Relaxation times that depend only on temperature and pressure have been considered. Nevertheless, the complexity of microscopic structures in glasses implies the existence of a distribution of relaxation times. Relaxation processes then also depend on the instantaneous state of the system itself and, thus, on its history as, for instance, described by the Tool–Narayanaswamy–Moynihan model (Chapter 3.7, [22, 23]). A consequence is that some nontrivial relaxation processes can take place well below the glass transition range. Hence, it is interesting to study such a time‐dependent process termed physical aging, which has a practical relevance through its possible effects on glass properties.

The process can be illustrated with DSC scans for PVAc (Figures 2 and 6).

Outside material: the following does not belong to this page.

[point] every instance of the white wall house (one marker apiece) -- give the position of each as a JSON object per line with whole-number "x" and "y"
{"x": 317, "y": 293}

If the sample is cooled down at some rate to 297 K, i.e. about 10 K below the calorimetric T_g, and its temperature is kept constant for a time interval t_a, then its enthalpy (and entropy) relax to their lowest equilibrium values for the temperature (and pressure) considered. Experimentally, physical aging manifests itself as differences between the areas of DSC scans upon heating recorded for samples annealed (72 hours at 297 K) and not annealed. For the experiment without annealing, the lowest temperature of 278 K has been directly reached (see cooling curve in Figure 6). The amount of enthalpy relaxed during aging is equal to the difference between the light gray and dark gray areas in Figure 6. Of course, for a given annealing temperature, such a difference increases with the aging duration. As recently carried out on polymeric glass‐formers annealed at relatively low aging temperatures for a very long time, calorimetry (DSC) can bring to light two different timescales for glass equilibration, revealing the complexity and richness of relaxation processes well below T_g [24].

Figure 6 Effect of aging on the heat capacities of PVAc recorded upon heating at the same rate. Heat capacity after a cooling (solid circle with line) and heat capacity after cooling and 72‐hour annealing at 297 K (empty circle with line). The enthalpy released during aging estimated by the difference between the two areas included between these two curves. Heat capacities upon continuous cooling shown as solid circles.

Phenomenologically, however, in simple cases aging can be accounted for with the same approach as developed in previous sections. It is related to the relaxation of the order parameter ξ toward its equilibrium value ξ_eq(P,T) whereas the affinity A is relaxing at the same time toward zero. When applicable, the lattice‐hole theory can be used to solve Eq. (16) at constant P and T to reproduce the observed process. As done for o‐terphenyl [19], the order parameter is calculated at constant pressure and aging temperature T = 229.5 K with Eq. (16) and a temperature‐ and pressure‐dependent relaxation time [19]. The affinity has been calculated upon heating at 60 K/min, either after cooling at 6 K/min without aging, or after cooling at the same rate but with an aging process at 229.5 K (Figure 7). Upon isothermal aging, the affinity increases markedly (see the arrow in Figure 6) and then increases at the same rate as without aging. The difference is that the zero line is crossed at a lower temperature so that a much bigger peak is observed when the affinity finally recovers its zero equilibrium value at high temperatures. Since the affinity is an integrated measure of the heat capacity, the large peaks either calculated or observed for these properties are clear signatures of aging [19]. More complex calculations can of course be made to deal with at least two separate timescales [24], or a more realistic distribution of relaxation times.

Figure 7 Effect of aging on affinities calculated with the lattice‐hole model upon heating at the same rate of 60 K/min, first after a continuous cooling at 6 K/min (black line with solid circle), and second after annealing at 229.5 K (black line with empty circle). The black arrow simulating the relaxation of affinity upon aging at 229.5 K. Affinity upon continuous cooling shown as solid circles.